Wednesday, March 14, 2012
Wait a Second. How Did the Cat Get my Credit Card?
The cat is sitting at the top of the stairs when I arrive home.
She yawns extravagantly, a show of tiny, pointed teeth and pink, curled tongue.
I climb the steps, narrow my eyes at her. “What?”

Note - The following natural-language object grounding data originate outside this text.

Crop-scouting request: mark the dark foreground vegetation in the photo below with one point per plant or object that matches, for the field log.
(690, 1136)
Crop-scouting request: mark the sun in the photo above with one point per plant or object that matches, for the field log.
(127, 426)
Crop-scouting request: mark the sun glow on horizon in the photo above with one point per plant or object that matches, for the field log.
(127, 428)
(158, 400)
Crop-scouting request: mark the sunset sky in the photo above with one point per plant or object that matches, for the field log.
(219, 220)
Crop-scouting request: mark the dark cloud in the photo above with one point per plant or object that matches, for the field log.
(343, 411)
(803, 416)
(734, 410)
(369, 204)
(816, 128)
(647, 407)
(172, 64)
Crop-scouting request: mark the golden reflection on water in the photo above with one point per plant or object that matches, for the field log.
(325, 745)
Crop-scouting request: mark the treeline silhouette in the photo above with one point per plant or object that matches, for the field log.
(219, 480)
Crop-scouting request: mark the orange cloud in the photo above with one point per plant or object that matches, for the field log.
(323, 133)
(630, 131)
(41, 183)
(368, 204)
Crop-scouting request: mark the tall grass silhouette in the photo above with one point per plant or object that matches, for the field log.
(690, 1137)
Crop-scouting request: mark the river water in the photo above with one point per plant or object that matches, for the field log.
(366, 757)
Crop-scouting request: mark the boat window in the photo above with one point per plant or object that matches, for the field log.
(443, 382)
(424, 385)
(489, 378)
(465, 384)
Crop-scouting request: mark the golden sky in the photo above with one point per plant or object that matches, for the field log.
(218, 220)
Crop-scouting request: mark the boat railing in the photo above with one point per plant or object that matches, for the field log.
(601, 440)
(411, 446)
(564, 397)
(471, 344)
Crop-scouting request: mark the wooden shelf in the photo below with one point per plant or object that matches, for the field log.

Liza Bean Bitey, of the Minneapolis Biteys, stares at a spot over my head, a trait I find disconcerting. I absentmindedly run my hand over the top of my head, feel for bugs.
There are none.
“Oh, nothing,” she says.
Liza Bean Bitey, a small-pawed, delicately framed puss, a cat who once ran for office under the banner of jobs for all who wanted them and a mouse in every pot, smiles.
Disconcerting, a cat’s smile.
I remove my shoes, hang my coat on the hook. “What?”
“Well,” she says, “remember that job I had at the Department of Motor Vehicles?”
Air escapes me, a “pssssssss” of a sound that makes the end of the cat’s tail twitch.
“Do I remember?” I muse. “Hmm. You mean those three months of work you were fired from for creating a driver’s license for yourself under the name of “Bubble Anne Squeak”?
The cat clears her throat. “It’s called a Reduction In Force,” she says, testily. “I wasn’t fired. I was RIFed.”
“I’ll RIF you,” I say.
She tilts her head, gazes at me affectionately. “That was almost funny, Pearl, do you know that?”
I reach down, scratch between her ears, and she closes her eyes briefly, the tiniest of smiles on her little black lips.
I straighten up. “So,” I say. “Sitting at the top of the stairs. In wait.”
She fixes her bright green eyes on me. “I may have used your credit card.”
I stare at her.
“More than once.”
I continue to stare at her. I blink twice.
“Oh, come now,” she says irritably. “It’s not like I didn’t get you something, too.”
I can’t help but smile. “You bought me a gift with my own money?”
“Yes,” she says, purring. “Who’s your favorite kitty?”
I frown. Suddenly, it seems rather quiet in the house.
Liza Bean’s eyebrows inch up in what I’m sure she feels is an innocent fashion. “Sorry. What’s that?”
“Dolly Gee Squeakers? Formerly of the Humane Society Squeakers? Where is she?”
“Ahh.” Liza Bean stands up, digs both front paws into the carpeting. Chest down, tail to the ceiling she stretches lavishly. “I had to lock her out on the porch.”
I stare at her.
She dismisses me with a wave of a tidy paw. “March Madness,” she says. “Do you realize her basketball picks are based on whether one mascot is bigger than another?” She shakes her head. “You’d think she would’ve learned after last year’s wallet-cleaning.”
Liza Bean leaps to the comfort of an easy chair. “Silly cat,” she murmurs.
And with that, Liza Bean Bitey, of the Minneapolis Biteys, lays down, curls up, and falls asleep.